UR-less phonology

마음/언어 2009/07/23 09:29

Burzio (1996) dispenses with the necessity of UR based on the discussion on stress licensing and allomorphy, which are the two crucial motivations for positing UR in phonological analysis. Instead, he proposes anti-allomophy (AA), which is a group of output-output faithfulness constraints.

The underlying assumptions for positing UR is 1) phonological process is mediated by rewrite rules (derivational) and 2) the less in the lexicon, the better in terms of efficiency (which is based on a further underlying assumption that computation (rule application) is free of effort). Burzio shows both of these fundamental assumptions is not supported by neither conceptual nor empirical evidence, due in large part to the transition of the theoretical framework from derivational rule-based phonology to constraint-based (OT) phonology.

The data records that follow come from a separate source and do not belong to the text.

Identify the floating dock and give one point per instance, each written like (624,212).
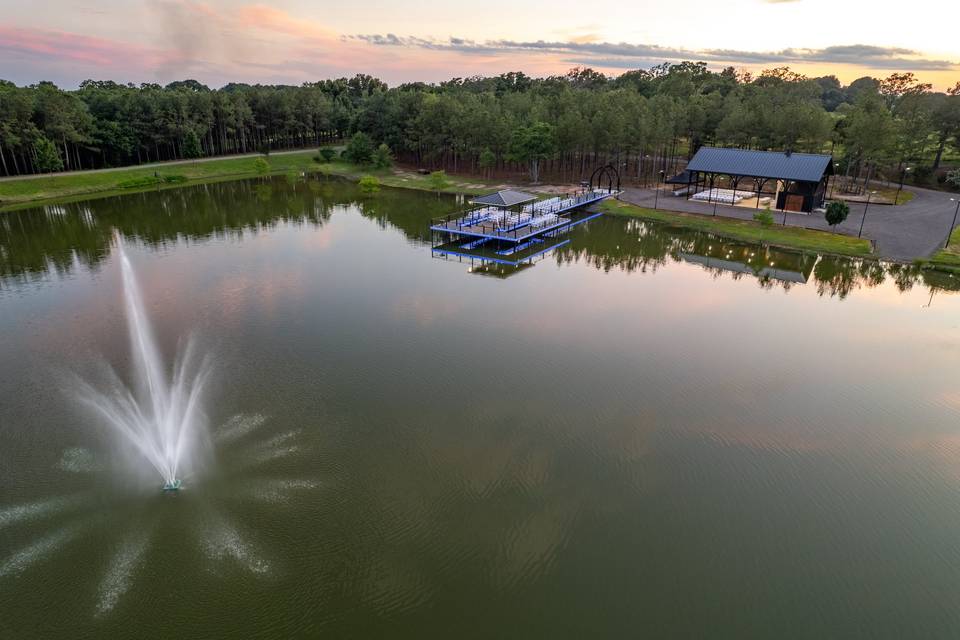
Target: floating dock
(504,232)
(521,217)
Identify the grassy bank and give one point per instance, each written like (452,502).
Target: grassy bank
(949,257)
(749,231)
(19,194)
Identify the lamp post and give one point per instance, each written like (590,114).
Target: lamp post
(656,190)
(865,209)
(903,174)
(954,223)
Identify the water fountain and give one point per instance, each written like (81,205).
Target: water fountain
(160,415)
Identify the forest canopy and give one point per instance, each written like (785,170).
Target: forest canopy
(559,125)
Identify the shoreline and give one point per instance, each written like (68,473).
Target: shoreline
(16,195)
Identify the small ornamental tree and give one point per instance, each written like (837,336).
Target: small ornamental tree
(261,166)
(488,160)
(531,145)
(765,217)
(837,212)
(369,185)
(191,146)
(438,181)
(382,158)
(48,158)
(953,178)
(360,149)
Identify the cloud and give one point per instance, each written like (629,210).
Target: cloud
(57,46)
(627,55)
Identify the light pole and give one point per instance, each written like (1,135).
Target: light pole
(954,223)
(656,190)
(865,209)
(903,174)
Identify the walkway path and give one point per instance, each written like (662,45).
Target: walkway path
(902,232)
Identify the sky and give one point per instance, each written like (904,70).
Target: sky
(296,41)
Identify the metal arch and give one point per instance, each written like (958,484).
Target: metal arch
(607,172)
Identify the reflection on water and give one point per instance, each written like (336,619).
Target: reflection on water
(650,430)
(57,238)
(634,245)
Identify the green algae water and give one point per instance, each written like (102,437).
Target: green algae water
(648,433)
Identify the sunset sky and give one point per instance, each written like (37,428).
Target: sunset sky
(294,41)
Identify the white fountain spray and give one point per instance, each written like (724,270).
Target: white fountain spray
(161,417)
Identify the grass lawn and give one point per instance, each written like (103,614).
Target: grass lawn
(949,257)
(749,231)
(19,194)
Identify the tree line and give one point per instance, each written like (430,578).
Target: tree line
(646,121)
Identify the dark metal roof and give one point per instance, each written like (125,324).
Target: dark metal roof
(505,198)
(803,167)
(684,177)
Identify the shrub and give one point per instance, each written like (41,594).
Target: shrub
(953,179)
(765,218)
(488,159)
(191,146)
(438,181)
(382,158)
(360,149)
(150,181)
(837,212)
(369,184)
(48,156)
(138,183)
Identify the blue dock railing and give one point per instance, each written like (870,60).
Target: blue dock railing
(514,226)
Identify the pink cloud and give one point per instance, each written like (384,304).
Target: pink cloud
(61,46)
(258,16)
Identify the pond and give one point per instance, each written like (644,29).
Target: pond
(649,431)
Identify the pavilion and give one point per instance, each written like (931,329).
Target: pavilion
(799,179)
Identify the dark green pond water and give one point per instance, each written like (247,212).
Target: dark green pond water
(648,433)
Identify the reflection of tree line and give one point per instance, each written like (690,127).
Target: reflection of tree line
(53,239)
(633,245)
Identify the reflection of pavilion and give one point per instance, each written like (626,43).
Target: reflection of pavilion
(764,264)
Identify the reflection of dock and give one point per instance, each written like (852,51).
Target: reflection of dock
(512,228)
(513,216)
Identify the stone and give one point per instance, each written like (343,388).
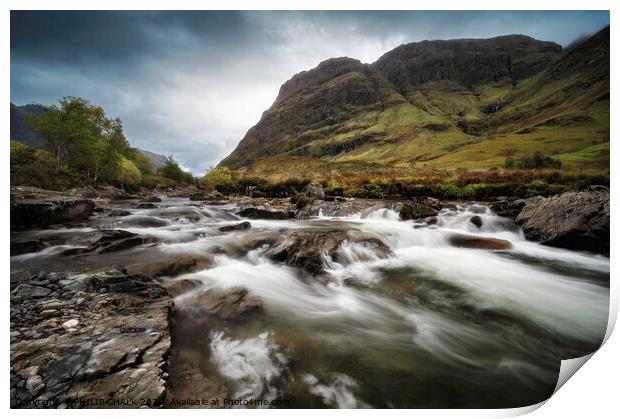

He also provides a wide range of evidence to support his argument for UR-less phonology, such as the stress pattern of compensate-compensation vs. condense-condensation. Furthermore, he argues that his analysis is attractive in a sense that it goes along with psycholinguistics (and connectionism). The fact that psycholinguists have not shown that human grammar is processed in a serial manner indirectly supports the view that there is no cyclic operation in human grammar.

Reference
Burzio, Luigi. 1996. Surface constraints versus underlying representation. In Durand & Laks (eds.) Current Trends in Phonology: Models and Methods. Salford, Manchester: University of Salford Publications.